Closed dblodgett-usgs closed 5 years ago

dblodgett-usgs commented 5 years ago

Greetings!

I've been working on a project over here: https://github.com/USGS-R/intersectr that implements a similar workflow to exactextractr but, so far, focuses on low-enough resolution grids that it is not unreasonable to represent them as cell geometry. I currently have handling for curvilinear and Rectilinear NetCDF Grids. I hope to expand support to include high-res rectilinear Raster grids a la Zonal Stats as well as ad-hoc polygon coverages.

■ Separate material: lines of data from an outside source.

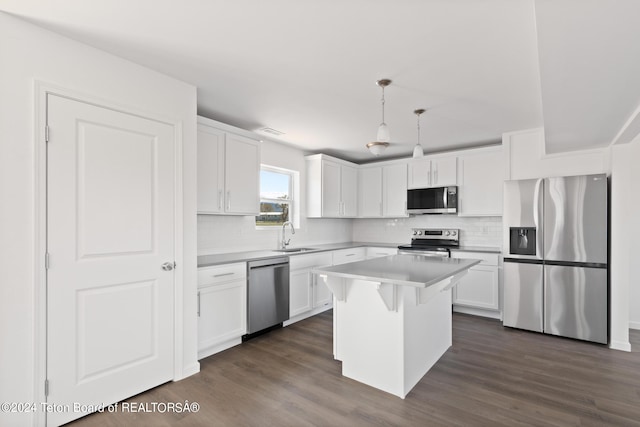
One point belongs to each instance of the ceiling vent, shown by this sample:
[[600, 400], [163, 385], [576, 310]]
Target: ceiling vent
[[271, 131]]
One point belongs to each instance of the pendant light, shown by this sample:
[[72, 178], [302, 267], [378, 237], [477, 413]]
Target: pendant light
[[417, 150], [383, 137]]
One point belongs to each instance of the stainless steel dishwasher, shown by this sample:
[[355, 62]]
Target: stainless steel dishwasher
[[267, 294]]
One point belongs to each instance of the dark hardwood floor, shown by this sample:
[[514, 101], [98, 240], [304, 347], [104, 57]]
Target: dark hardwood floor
[[490, 376]]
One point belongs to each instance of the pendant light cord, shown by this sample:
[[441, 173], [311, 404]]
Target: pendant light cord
[[382, 104]]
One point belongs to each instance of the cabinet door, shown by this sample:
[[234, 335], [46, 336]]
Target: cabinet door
[[480, 182], [370, 192], [419, 175], [210, 170], [221, 313], [394, 199], [444, 171], [331, 206], [242, 182], [478, 289], [300, 292], [321, 294], [349, 191]]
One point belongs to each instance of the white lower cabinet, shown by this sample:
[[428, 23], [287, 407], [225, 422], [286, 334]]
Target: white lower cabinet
[[222, 307], [478, 292], [307, 295], [377, 252]]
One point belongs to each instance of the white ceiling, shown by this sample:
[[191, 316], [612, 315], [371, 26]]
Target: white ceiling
[[308, 68]]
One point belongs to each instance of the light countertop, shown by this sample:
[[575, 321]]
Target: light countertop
[[244, 256], [227, 258], [407, 270]]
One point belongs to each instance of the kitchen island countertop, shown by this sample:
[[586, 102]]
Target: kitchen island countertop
[[404, 269]]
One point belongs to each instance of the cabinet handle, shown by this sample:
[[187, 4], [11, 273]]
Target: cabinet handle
[[198, 303], [223, 274]]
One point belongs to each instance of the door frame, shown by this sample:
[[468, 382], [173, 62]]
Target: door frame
[[41, 91]]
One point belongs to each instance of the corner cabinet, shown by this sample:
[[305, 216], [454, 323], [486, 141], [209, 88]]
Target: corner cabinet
[[332, 187], [480, 182], [430, 171], [228, 172], [222, 307], [478, 292]]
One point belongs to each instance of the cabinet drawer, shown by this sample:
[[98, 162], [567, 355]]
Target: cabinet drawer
[[221, 273], [374, 252], [344, 256], [487, 258], [298, 262]]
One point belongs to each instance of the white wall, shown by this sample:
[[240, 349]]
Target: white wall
[[27, 54], [480, 231], [625, 232], [526, 158], [221, 233]]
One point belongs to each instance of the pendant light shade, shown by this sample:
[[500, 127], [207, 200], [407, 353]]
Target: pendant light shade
[[417, 150], [383, 137]]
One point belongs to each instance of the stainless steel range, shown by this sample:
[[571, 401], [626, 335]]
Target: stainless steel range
[[432, 242]]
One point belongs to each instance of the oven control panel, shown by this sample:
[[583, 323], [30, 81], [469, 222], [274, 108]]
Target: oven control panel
[[452, 234]]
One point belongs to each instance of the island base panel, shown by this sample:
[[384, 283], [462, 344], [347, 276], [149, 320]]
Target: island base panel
[[390, 349]]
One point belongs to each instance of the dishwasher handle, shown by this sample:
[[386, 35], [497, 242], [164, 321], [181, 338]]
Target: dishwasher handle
[[267, 262]]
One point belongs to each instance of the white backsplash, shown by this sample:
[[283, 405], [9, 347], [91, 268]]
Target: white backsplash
[[474, 231], [220, 233]]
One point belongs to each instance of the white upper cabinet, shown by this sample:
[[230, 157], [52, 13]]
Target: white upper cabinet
[[394, 190], [210, 170], [332, 187], [228, 172], [349, 191], [382, 191], [432, 171], [480, 182], [370, 192]]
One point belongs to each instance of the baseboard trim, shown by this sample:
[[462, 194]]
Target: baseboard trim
[[620, 345], [478, 312], [189, 370]]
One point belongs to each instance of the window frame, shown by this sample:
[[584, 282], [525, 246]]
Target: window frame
[[291, 201]]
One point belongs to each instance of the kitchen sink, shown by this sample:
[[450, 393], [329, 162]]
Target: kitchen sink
[[295, 250]]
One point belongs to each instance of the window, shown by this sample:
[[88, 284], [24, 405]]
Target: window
[[276, 196]]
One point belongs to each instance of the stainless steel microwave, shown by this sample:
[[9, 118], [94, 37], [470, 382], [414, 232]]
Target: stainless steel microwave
[[436, 200]]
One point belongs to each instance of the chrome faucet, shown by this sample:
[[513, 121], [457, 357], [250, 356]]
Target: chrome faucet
[[285, 242]]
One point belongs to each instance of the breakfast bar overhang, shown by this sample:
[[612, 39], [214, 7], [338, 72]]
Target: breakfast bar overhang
[[392, 317]]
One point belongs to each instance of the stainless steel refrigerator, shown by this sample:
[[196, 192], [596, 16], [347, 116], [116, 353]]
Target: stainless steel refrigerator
[[556, 251]]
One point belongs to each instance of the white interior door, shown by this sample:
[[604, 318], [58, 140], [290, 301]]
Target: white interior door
[[110, 227]]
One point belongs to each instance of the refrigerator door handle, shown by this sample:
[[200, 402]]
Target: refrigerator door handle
[[538, 215]]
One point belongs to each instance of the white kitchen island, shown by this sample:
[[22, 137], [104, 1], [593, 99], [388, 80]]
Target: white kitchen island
[[392, 317]]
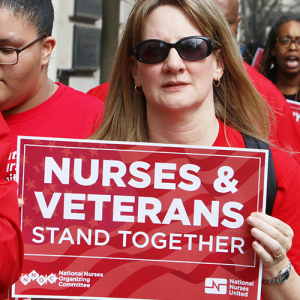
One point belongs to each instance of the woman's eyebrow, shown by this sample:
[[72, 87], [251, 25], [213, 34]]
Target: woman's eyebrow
[[11, 39]]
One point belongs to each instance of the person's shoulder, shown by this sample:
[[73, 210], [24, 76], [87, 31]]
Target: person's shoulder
[[79, 98], [99, 91], [266, 88], [285, 165]]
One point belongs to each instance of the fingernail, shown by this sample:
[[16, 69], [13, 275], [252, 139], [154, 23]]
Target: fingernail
[[250, 220]]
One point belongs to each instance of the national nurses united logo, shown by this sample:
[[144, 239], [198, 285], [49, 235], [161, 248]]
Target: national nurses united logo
[[36, 277], [216, 286]]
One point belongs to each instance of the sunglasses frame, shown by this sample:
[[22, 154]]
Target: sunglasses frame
[[209, 43]]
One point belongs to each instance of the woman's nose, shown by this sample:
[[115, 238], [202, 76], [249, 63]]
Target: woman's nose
[[174, 63]]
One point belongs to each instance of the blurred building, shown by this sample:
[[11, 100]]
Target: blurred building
[[86, 32]]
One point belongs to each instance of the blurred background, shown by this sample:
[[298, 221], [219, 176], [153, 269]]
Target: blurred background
[[87, 34]]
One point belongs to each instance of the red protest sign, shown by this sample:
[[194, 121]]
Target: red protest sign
[[138, 221]]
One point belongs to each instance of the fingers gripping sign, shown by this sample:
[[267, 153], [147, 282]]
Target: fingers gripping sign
[[223, 184]]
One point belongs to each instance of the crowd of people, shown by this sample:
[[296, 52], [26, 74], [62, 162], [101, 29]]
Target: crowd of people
[[180, 82]]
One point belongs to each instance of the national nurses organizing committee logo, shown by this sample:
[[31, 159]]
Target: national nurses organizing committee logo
[[40, 279], [216, 286]]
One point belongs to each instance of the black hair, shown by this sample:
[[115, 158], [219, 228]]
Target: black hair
[[38, 13], [268, 59], [268, 65]]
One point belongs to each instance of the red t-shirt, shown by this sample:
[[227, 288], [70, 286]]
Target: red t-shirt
[[287, 171], [286, 133], [67, 114], [11, 241]]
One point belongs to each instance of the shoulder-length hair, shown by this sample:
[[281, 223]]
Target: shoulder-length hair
[[268, 64], [237, 103]]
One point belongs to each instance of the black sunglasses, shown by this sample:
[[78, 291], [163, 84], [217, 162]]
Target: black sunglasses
[[190, 48]]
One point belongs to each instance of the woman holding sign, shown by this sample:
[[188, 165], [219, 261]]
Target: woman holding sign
[[177, 79]]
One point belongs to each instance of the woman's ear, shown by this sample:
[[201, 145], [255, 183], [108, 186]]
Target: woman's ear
[[134, 70], [48, 46], [219, 65]]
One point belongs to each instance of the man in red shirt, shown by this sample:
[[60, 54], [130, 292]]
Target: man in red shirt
[[285, 133]]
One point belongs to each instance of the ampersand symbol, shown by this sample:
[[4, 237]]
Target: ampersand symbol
[[223, 184]]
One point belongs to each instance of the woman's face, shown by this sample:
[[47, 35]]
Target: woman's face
[[288, 56], [175, 84], [20, 82]]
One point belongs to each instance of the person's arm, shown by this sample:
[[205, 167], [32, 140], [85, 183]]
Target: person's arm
[[11, 242], [276, 236]]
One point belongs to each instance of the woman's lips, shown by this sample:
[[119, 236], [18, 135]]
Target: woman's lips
[[174, 85], [292, 62]]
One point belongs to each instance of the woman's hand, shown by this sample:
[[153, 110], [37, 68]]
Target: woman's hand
[[273, 241]]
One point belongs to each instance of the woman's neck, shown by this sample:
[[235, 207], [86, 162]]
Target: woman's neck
[[183, 128]]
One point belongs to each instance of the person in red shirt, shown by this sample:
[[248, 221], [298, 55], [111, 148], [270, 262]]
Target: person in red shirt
[[285, 132], [183, 83], [30, 102], [11, 241]]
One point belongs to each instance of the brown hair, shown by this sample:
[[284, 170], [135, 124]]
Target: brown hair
[[237, 103]]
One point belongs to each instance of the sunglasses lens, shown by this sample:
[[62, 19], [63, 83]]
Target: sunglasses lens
[[152, 52], [193, 48]]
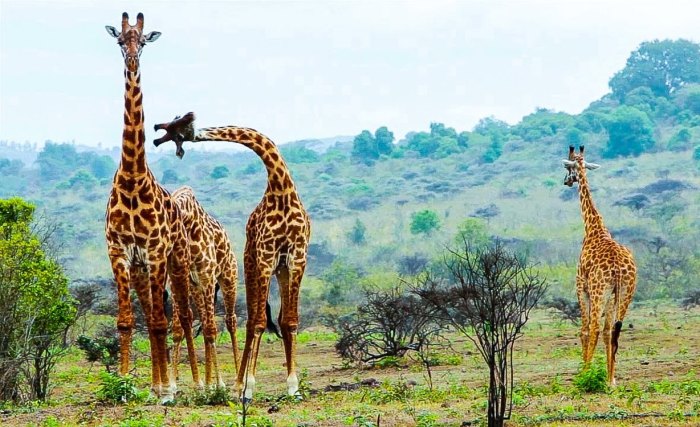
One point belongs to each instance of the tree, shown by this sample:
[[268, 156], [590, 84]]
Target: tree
[[357, 234], [424, 222], [35, 306], [57, 160], [384, 139], [486, 294], [663, 66], [630, 132], [364, 147]]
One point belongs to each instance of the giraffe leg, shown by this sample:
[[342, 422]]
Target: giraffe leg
[[227, 281], [204, 298], [257, 289], [593, 327], [289, 319], [125, 318], [141, 284], [159, 329], [585, 306], [607, 339], [180, 290], [178, 334]]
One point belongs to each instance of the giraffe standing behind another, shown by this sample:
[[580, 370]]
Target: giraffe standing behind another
[[606, 277], [213, 261], [277, 239], [145, 236]]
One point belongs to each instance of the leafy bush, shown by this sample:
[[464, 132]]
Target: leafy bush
[[119, 389], [594, 378], [424, 222]]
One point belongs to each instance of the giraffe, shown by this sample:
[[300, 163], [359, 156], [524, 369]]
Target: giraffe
[[277, 239], [144, 232], [213, 261], [606, 276]]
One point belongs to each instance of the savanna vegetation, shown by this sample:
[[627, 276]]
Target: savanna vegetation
[[387, 213]]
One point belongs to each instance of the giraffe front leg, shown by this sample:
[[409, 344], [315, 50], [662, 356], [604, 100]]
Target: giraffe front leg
[[159, 329], [289, 322], [125, 317], [585, 306]]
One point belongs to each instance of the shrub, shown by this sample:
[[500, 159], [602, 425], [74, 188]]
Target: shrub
[[119, 389], [592, 379]]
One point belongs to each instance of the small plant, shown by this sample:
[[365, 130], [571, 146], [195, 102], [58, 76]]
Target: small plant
[[119, 389], [593, 379]]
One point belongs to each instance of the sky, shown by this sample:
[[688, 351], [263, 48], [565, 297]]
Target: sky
[[315, 69]]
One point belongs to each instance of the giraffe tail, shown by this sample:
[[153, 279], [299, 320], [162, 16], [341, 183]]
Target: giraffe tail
[[271, 327], [617, 327]]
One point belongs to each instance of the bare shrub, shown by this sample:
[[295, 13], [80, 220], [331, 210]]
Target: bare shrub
[[486, 293]]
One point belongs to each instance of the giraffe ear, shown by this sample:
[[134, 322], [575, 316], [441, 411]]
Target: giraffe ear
[[152, 36], [112, 31]]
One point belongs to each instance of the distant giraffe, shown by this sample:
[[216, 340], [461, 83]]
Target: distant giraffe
[[213, 261], [277, 239], [607, 275], [145, 236]]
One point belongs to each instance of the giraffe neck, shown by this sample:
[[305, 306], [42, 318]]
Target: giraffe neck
[[592, 220], [278, 176], [133, 161]]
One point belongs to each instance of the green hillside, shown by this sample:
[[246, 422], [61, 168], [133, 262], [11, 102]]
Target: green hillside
[[380, 206]]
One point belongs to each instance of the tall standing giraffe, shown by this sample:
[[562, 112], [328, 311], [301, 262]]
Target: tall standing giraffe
[[213, 261], [145, 235], [277, 239], [606, 277]]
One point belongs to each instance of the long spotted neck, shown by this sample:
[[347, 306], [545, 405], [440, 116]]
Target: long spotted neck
[[278, 178], [133, 161], [592, 220]]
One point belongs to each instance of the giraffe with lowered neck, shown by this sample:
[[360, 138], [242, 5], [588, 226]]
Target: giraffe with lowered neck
[[607, 275], [146, 239], [277, 239], [213, 261]]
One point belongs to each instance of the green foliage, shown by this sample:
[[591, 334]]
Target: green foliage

For performance and flexibility, the workflow in intersectr uses cacheable files that contain "cell geometry" -> "area weights" -> "extracted data" -- I mention this to illustrate that I generate a table containing the area weights for each combination of input data source cell and destination geometry. The area weights uses an ID assigned by row so 1 is the upper left and nrow*ncol is lower right.

Would you be interested in exporting a function that could generate such area weights? I'm hoping to get intersectr to CRAN too... maybe we could team up? Really like the exactextractr method!!

dbaston commented 5 years ago

Thanks for reaching out, @dblodgett-usgs. I saw your interesectr package come though my feed a couple of weeks ago and have been meaning to check it out in some more detail.

I just added a couple of examples to the README that show additional uses of this package; one is the use of exact_extract without a function parameter, which returns a table of cell values and coverage fractions. Maybe a tweaked version of this function that returns a row/column number would provide you with what you need? Another function is partial_mask which returns the coverage fractions as a RasterLayer, though this is prone to quickly exhausting available memory.

I had initially thought of persisting these area weights between usages, but for my usage the cost of computing the weights isn't much different from LZW-uncompressing a stored version of the same. (I see how support for curvilinear grids or arbitrary polygonal coverages etc. would absolutely change the equation.) More of my attention as of late has been on the C++ command-line version of exactextract, where I take the approach of specifying in advance all of the rasters and features to be processed, computing the intersection values a single time, and then calculating the statistics for each feature/raster combination. But I'd be happy to make some tweaks on the R package to make it easier to interact with.

dblodgett-usgs commented 5 years ago

Hmmm... This is interesting...

but for my usage the cost of computing the weights isn't much different from LZW-uncompressing a stored version of the same.

We have an old system implemented in Java with the JTS that does un-weighted statistics for very dense grids and the same thing was true. The point in polygon was so fast that it just gets recalculated rather than storing it in memory (which blows up real fast as you say).

I'll have to think about how I want to do this. Need to get a use case and a dataset to test out. I'm planning on morphing the intersectr package toward stars as that package matures too so lots of open questions still.

Thanks for the response and samples. I'll keep an eye on this as things progress.